The next morning Mr. Elmer said that he must go to Tallahassee, the nearest city, on business, and that he might be absent several days. Before going he laid out the work that he wanted each one to do while he was away. Mark was to take him down the river to the railroad station at St. Mark’s, in his canoe, and on his return he and Jan were to go into the woods after as many cedar fence-posts as they could cut. The colored men were to prepare the large cleared field in front of the house, in which were about ten acres, for ploughing, and to dig post-holes around it on lines that he had marked. Captain Johnson and his crew were to unload the lighter and haul all the lumber and shingles up to the house.
When he and Mark went down to the canoe, it seemed to the latter that she was not just where he had left her the day before, and he thought she looked as though she had been recently used; but as he could not be certain, he said nothing about it to his father.
Mr. Elmer took a light rifle with him in the canoe, saying that there was no knowing but what they might find a chance to use it going down the river, and that Mark could bring it back.

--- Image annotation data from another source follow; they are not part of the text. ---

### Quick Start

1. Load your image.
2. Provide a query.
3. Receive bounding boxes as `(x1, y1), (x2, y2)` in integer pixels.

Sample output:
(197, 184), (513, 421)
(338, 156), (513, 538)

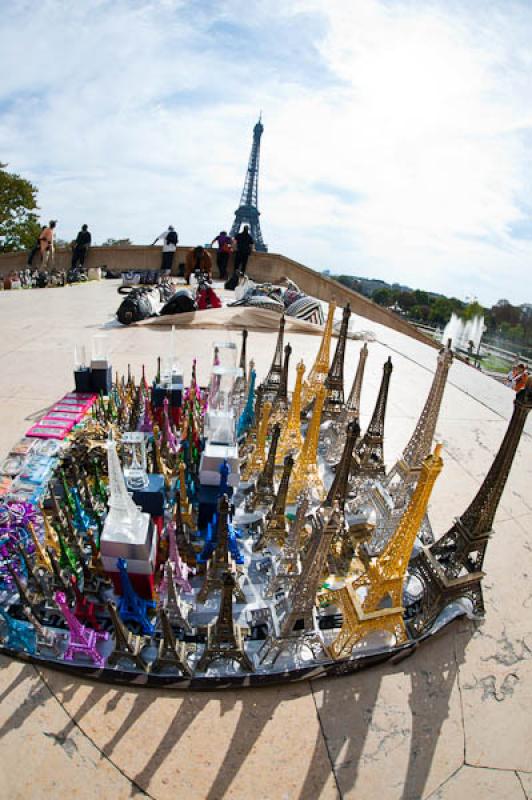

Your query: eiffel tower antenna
(229, 112), (268, 253)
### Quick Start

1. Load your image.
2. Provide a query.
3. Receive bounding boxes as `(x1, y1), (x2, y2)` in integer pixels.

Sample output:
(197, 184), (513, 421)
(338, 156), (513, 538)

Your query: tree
(0, 164), (41, 252)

Mark was glad of this, for he inherited a love for shooting from his father, and having been carefully instructed, was a capital shot.
The day was unusually warm and bright for that season of the year, and as they floated quietly down-stream they surprised a number of alligators lying on the banks sunning themselves. As they were the first of these great reptiles that either Mr. Elmer or Mark had ever seen, they watched them with curiosity not unmixed with fear lest they should attack and upset the light canoe. They afterwards learned that their fears were groundless, and that cases of this kind are almost unknown.
They reached St. Mark’s in time for Mr. Elmer to catch the train, and after he had gone Mark got the mail, of which quite a quantity had collected here for them, there being no post-office in Wakulla, and started for home.
On the way up the river the boy was strangely oppressed by the solitude and almost unbroken silence about him, and was very glad when he found himself within a mile of home.
Suddenly the silence was broken by a cry so terrible and agonized that he was for a moment nearly petrified with fright. He quickly recovered his presence of mind, and the first cry being followed by screams for help and a crashing of the bushes on a small wooded point that jutted into the river just ahead of him, he hastily ran the canoe up to the bank, seized his rifle, and sprang ashore.